On June 26, 2001, I had the pleasure of joining a panel of other filmmakers and theater artists to discuss the difference between theater and film. On June 30, we did a one day reshoot of a film which I produced and co-wrote last summer. Together, these events have conspired to bring me to today's topic - collaboration.

Of all the arts, I truly believe that film is the one that most depends on collaboration. I know the arguments against: that film is a directors medium; that even in theater you have a combination of writers, directors, actors and designers; that this theory does not account for the producer/writer/director/actor. There are cases to be made for each of these rebuttals. However, my experience tells me that these are either oversimplifications, or exceptions to the rule.

Film is a directors' medium.

There is no doubt that the director has the most influence on a film. I see a director much like an orchestra conductor who is also musical director and composer. He may have contributed most of the elements, but he can't play all of the instruments at one time.

Theater has the same collaboration of actors, writers, directors, and designers.

Yes, it does, but the long rehearsal process allows a director more time to influence these. The reality of independent filmmaking - and remember, that is our topic - is that a director on an independent does not have the time to affect these as much.

What about the producer/director/writer/actor?

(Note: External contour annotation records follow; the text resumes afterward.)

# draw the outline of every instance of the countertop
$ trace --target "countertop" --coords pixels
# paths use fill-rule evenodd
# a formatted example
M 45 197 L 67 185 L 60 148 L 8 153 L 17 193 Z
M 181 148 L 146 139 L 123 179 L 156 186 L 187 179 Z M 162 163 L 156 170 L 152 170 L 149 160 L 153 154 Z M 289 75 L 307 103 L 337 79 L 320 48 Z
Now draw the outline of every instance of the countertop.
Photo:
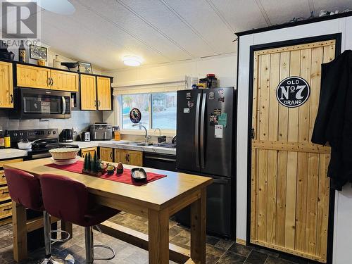
M 131 151 L 159 153 L 161 154 L 176 155 L 176 149 L 164 148 L 155 146 L 135 146 L 128 144 L 120 144 L 115 140 L 99 140 L 91 142 L 73 142 L 68 143 L 78 145 L 80 149 L 102 146 L 105 148 L 129 149 Z
M 11 158 L 20 158 L 27 156 L 27 151 L 17 149 L 0 149 L 0 160 Z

They are the exception to the rule in independent filmmaking. Woody Allen is an anomaly, a brilliant anomaly, but an anomaly all the same. Even in those cases, they are not the director of photography and editor and production designer as well. Remember that I am not talking about student shorts here. I am talking about features.

Now, let's talk about collaboration.

I was the co-writer and producer of this film, and the director was the co-writer with me. We spent two years writing this film. Every writing team works differently. In our case, he wrote an outline, I wrote the first draft and every draft after that one. He would make notes on them. We would argue.

Argue? Yes, argue. I use the term because it is stronger than disagree. No collaboration of artists can work together and agree on everything. Many times, he would make a note and I would think," yeah, I like that." Sometimes, I would think, "I see what he's getting at, but I think this is a better way to say this." Then there were those times that I thought his idea totally changed the intent of the scene or the movie, or betrayed the character. When I could not convince him I was right, we argued. That is okay.